Fran respiró hondo, sorprendida por lo mucho que la afectaron las palabras. Howard admiraba su aspecto, pero también aclamaba su sentido común. Y este le indicaba que así como la pasión importaba, no lo era todo en la vida. Aunque ya no estuvo segura de eso.

—No va a fingir que desconoce a qué me refiero —añadió él ante su silencio.

—Hay muchas clases de placer.

—No para nosotros. Para usted y para mí solo hay uno… el placer compartido por un hombre y una mujer en el calor del deseo.

—¿No es un poco pronto para pensar en el deseo?

—Pensamos en él en cuanto nuestros ojos se encontraron. No intente negarlo.

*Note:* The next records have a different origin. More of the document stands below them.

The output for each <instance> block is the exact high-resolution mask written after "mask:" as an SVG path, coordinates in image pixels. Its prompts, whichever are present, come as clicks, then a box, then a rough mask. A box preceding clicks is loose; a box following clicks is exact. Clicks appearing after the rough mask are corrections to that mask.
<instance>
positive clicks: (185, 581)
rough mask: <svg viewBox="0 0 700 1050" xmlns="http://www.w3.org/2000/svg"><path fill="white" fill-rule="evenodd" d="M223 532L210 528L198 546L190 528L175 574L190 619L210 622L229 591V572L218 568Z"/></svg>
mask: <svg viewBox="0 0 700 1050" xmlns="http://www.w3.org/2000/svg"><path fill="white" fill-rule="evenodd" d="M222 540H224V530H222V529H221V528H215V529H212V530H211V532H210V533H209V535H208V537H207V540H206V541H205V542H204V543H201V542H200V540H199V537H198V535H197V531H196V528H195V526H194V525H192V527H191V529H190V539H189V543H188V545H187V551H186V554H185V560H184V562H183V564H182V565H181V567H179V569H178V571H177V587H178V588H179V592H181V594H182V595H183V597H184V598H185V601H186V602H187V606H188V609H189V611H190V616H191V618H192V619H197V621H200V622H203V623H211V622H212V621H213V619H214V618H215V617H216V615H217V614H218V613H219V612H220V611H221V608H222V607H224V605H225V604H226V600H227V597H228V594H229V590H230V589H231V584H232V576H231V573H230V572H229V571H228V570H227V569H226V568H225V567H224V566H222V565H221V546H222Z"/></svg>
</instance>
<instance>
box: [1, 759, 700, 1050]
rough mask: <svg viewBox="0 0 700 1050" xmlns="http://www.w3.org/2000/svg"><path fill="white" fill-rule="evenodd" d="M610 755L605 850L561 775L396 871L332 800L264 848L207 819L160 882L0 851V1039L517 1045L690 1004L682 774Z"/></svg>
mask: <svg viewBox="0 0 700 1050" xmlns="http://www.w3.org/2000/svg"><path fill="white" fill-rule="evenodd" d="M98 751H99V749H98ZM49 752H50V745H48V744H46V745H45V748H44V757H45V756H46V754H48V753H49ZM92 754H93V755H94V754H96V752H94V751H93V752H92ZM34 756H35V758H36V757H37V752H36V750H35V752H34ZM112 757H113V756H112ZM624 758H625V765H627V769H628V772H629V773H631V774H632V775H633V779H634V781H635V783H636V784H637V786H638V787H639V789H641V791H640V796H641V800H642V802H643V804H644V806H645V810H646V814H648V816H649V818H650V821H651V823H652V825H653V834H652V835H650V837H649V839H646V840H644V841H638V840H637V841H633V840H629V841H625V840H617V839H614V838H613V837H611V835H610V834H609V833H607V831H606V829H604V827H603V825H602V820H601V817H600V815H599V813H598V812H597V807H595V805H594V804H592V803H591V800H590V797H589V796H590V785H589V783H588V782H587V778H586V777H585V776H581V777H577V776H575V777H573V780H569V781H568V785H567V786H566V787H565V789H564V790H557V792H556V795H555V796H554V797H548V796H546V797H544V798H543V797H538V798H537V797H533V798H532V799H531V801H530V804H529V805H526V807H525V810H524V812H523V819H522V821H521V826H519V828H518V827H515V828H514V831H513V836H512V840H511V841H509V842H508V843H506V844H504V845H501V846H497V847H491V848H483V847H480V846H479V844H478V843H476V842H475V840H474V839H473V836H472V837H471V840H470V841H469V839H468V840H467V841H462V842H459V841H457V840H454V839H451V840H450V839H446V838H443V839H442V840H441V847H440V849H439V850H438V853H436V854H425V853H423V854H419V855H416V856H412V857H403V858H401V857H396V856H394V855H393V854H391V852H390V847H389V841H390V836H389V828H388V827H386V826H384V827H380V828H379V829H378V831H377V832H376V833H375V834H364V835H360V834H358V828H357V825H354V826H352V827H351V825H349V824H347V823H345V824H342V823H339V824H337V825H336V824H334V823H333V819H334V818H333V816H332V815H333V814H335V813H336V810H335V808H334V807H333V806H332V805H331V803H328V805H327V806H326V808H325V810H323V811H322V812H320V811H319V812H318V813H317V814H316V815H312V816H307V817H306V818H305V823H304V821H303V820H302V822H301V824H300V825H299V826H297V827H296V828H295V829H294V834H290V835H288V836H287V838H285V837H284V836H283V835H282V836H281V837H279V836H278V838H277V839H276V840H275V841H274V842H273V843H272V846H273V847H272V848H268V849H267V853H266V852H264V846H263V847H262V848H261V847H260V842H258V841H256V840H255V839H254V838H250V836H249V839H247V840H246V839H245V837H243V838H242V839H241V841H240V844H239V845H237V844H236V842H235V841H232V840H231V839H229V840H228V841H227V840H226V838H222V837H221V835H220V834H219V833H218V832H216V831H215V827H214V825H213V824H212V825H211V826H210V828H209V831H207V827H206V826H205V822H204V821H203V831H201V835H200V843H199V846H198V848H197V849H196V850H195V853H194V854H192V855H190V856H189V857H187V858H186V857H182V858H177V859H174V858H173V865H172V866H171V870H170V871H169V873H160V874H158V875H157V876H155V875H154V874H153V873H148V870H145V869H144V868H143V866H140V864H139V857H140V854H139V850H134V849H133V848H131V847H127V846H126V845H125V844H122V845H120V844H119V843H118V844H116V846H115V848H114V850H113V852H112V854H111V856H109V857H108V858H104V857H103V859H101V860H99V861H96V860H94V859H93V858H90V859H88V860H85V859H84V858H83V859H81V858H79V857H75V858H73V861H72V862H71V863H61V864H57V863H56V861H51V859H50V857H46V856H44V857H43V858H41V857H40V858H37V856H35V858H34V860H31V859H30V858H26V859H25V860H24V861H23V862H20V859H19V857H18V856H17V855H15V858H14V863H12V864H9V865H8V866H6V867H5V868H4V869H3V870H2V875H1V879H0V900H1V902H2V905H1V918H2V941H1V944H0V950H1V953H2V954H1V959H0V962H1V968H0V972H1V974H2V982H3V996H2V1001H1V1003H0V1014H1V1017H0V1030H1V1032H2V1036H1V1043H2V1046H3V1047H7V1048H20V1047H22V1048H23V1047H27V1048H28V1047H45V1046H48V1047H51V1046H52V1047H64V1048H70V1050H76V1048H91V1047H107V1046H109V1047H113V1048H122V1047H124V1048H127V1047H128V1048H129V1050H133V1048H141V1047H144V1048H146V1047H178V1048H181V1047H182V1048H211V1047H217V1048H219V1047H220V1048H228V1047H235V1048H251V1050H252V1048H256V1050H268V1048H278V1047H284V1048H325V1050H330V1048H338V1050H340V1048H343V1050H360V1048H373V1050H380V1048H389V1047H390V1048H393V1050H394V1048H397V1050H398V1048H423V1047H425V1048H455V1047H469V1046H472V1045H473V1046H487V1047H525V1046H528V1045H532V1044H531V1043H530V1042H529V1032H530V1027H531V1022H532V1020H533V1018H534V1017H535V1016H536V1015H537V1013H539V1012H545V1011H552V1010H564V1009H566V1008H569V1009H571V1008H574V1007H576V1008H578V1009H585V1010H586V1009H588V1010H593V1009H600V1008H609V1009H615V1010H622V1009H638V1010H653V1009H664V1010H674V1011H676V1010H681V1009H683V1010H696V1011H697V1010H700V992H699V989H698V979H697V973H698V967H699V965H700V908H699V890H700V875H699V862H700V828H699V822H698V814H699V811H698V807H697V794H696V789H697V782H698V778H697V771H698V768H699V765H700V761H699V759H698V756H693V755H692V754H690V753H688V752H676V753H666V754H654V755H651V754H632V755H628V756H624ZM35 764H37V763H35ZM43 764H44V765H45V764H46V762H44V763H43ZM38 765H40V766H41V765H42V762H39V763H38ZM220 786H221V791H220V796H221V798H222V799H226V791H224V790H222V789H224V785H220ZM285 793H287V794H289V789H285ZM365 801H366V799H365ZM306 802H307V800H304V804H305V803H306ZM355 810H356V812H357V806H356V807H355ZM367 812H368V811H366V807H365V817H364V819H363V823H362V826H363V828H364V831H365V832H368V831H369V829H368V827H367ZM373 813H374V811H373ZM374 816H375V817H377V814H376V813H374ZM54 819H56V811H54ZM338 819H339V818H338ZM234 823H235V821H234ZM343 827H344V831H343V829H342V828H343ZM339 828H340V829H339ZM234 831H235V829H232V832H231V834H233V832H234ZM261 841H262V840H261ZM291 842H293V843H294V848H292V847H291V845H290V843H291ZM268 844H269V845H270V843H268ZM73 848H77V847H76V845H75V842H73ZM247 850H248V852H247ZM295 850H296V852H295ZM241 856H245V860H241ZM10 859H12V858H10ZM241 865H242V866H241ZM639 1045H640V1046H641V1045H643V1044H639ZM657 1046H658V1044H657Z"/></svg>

No habría podido. La verdad aturdía, pero seguía siendo la verdad. Alí le tocó el rostro con las yemas de los dedos. Lo siguiente que supo Fran es que le daba el beso más ligero que jamás había experimentado en los labios. Luego bajó a la barbilla, a la mandíbula, subió a los ojos y regresó a los labios. Apenas los sintió, pero sí sus efectos por el hormigueo que le produjeron en el cuerpo.

Era alarmante. Si hubiera intentado abrumarla con poder, podría haberse defendido. Pero el jeque Alí era un artista que dedicaba toda su destreza a someterla bajo su encantamiento. Y contra eso no parecía existir defensa.

Se movió impotente contra él, sin devolverle los besos ni rechazarlos. Él la miró a la cara, pero estaba demasiado oscuro. No pudo ver la expresión de incertidumbre que apareció en sus ojos.

El lujoso coche se detuvo en una calle tranquila de la zona más exclusiva de Londres. Despacio la soltó. El chófer abrió la puerta y Alí le tomó la mano para ayudarla a bajar. Al hallarse sobre la acera Fran comprendió lo que tendría que haber pensado antes, que no la había llevado a un restaurante, sino a su casa.

Supo que ese era el momento en que tendría que haber obrado con sensatez y huir, pero, ¿qué clase de periodista huía a la primera señal de peligro?

«Desde luego que no hay peligro», se dijo. No supo por qué había pensado eso.

Las altas ventanas de la mansión irradiaban luz. Una, en la planta baja, tenía las cortinas abiertas para revelar candelabros de cristal y muebles suntuosos.

Despacio se abrió la puerta de entrada. Un hombre alto con túnica árabe ocupó casi todo el espacio.

—Bienvenida a mi humilde hogar —dijo el príncipe Alí Ben Saleem.